Todavía cubren hoy -más o menos desarrollados y conservados- casi un tercio de la superficie del planeta. Tienen unos beneficios evidentes, como bien saben quienes viven cerca: alrededor de 1.600 millones de personas -que sostienen con ellos parte de su economía y dulcifican el día a día- y los animales, plantas y otros seres vivos que en ellos se acomodan (casi el 80% de las especies conocidas). Además extienden sus beneficios sociales y ecológicos por todo el mundo. Procuran materias primas imprescindibles para ciertas tareas constructivas o de consumo, protegen el suelo y evitan la desertificación, atemperan el clima y limpian el aire. Pero muchos -los bosques de Amazonía entre ellos- desaparecerán de aquí a 300 años, según leímos recientemente en la revista Nature. De ahí que la FAO pidiese hace un par de meses a los gobiernos de América Latina la reducción de la deforestación.
Por eso, todos debemos implicarnos en su conservación y mejora. Ha pasado mucho tiempo desde que el regeneracionista español Joaquín Costa, en una carta dirigida a los niños de una pequeña escuela de pueblo con motivo de la fiesta del árbol de 1904, abogaba por la dendrolatría (amor por los árboles); que ya practicaron antes Tolstoi con aquel roble en Guerra y paz o un poco más tarde Machado en su A un olmo seco. A pesar del tiempo transcurrido todavía es necesario volver a levantar la voz para reclamar su valor. La pomposa declaración del año 2011 como Año internacional de los bosques por la ONU se apoyaba en el reconocimiento de que estos ecosistemas y su ordenación sostenible contribuyen significativamente al desarrollo, a la erradicación de la pobreza y al logro de los Objetivos de Desarrollo del Milenio (ODM).

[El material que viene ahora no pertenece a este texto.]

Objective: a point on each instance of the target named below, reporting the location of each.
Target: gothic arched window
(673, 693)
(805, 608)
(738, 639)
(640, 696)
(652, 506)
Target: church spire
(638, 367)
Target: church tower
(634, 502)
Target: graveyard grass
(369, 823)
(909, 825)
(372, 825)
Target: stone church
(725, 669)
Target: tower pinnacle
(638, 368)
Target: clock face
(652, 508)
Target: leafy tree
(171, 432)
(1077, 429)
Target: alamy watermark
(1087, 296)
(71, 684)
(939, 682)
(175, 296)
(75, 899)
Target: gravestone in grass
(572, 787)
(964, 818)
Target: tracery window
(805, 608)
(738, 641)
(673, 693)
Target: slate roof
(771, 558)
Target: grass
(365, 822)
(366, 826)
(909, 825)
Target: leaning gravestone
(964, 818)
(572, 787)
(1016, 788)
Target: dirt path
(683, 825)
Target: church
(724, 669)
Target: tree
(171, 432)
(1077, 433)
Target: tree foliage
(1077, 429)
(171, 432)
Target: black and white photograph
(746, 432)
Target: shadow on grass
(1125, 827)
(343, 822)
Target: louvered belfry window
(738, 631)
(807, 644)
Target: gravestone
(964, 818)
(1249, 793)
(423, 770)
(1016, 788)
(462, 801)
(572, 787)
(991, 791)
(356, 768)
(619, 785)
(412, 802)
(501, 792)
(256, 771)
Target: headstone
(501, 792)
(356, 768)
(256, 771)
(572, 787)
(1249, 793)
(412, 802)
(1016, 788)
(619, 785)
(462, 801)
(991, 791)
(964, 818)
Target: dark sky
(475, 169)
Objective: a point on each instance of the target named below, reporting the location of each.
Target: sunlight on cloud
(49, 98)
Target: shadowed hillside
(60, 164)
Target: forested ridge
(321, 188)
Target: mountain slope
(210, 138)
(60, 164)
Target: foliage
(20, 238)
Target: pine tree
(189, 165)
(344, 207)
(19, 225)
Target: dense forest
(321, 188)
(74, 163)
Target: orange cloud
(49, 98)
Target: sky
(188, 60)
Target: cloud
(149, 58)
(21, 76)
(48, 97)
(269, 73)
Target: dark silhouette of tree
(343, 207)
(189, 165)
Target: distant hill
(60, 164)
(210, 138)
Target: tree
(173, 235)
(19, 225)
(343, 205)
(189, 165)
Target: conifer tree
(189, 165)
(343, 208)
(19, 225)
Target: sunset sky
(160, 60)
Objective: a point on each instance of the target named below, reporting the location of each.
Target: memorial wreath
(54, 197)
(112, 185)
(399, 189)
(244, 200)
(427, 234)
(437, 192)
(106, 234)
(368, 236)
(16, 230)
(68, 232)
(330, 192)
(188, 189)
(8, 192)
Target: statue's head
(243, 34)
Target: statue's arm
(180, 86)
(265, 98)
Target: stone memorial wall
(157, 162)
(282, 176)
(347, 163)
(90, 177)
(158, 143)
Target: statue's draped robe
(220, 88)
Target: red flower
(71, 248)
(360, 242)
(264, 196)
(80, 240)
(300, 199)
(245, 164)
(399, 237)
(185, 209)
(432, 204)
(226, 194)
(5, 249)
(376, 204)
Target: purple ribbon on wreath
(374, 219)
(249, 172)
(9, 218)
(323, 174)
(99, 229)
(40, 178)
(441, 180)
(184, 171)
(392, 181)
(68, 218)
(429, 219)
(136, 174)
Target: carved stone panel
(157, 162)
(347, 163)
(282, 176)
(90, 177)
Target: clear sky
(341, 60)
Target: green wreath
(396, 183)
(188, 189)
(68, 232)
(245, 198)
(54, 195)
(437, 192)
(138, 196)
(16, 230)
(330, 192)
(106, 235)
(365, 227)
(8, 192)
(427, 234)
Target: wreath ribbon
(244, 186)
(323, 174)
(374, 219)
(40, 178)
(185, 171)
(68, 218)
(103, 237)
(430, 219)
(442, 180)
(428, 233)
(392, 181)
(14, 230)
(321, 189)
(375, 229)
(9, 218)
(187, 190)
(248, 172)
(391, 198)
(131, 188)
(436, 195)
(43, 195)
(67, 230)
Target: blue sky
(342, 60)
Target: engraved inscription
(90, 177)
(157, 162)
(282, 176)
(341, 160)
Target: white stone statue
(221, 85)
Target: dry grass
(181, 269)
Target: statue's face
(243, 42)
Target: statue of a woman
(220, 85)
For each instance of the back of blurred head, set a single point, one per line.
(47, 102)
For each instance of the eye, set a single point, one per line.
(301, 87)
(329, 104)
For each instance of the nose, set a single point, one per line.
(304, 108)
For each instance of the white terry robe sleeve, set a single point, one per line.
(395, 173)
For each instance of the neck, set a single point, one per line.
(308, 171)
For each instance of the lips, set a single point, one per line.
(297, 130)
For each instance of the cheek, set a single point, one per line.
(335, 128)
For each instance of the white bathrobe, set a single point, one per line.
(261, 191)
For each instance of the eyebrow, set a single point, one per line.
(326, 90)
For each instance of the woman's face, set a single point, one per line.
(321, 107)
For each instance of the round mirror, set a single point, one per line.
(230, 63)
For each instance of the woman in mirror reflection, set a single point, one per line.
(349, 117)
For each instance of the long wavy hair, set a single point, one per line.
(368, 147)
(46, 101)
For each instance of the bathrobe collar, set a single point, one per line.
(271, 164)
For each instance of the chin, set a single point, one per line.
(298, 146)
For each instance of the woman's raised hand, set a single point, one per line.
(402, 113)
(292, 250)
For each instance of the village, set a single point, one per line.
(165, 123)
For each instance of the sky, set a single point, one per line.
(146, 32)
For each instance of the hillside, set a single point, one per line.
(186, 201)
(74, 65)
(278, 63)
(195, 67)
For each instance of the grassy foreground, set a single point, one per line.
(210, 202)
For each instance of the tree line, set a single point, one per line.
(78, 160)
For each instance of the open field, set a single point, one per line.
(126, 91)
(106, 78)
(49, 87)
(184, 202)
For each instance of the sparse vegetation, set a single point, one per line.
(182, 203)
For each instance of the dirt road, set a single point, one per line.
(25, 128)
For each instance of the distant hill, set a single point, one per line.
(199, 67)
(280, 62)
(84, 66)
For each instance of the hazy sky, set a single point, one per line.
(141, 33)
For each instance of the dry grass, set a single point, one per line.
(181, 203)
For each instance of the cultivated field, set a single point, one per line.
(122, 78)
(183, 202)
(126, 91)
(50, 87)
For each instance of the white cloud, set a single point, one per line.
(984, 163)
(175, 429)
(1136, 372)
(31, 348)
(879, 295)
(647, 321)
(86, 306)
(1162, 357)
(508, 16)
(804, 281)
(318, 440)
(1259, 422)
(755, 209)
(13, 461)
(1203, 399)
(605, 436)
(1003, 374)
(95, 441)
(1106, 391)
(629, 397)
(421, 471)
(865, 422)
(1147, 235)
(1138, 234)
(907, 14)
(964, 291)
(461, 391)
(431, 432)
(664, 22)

Hoy muchos niños, niñas y jóvenes de nuestras escuelas siguen plantado árboles coincidiendo con el 21 de marzo, su día mundial. Para animarlos tal vez les sirva el empuje afectivo de la lectura del cuento El hombre que plantaba árboles de Jean Giono, que narra cómo un incansable pastor logró crear un bosque, aunque tardase cuatro décadas. También pueden implicarse con sus profesores en iniciativas como la de Escuelas amigas de los bosques de Greenpeace.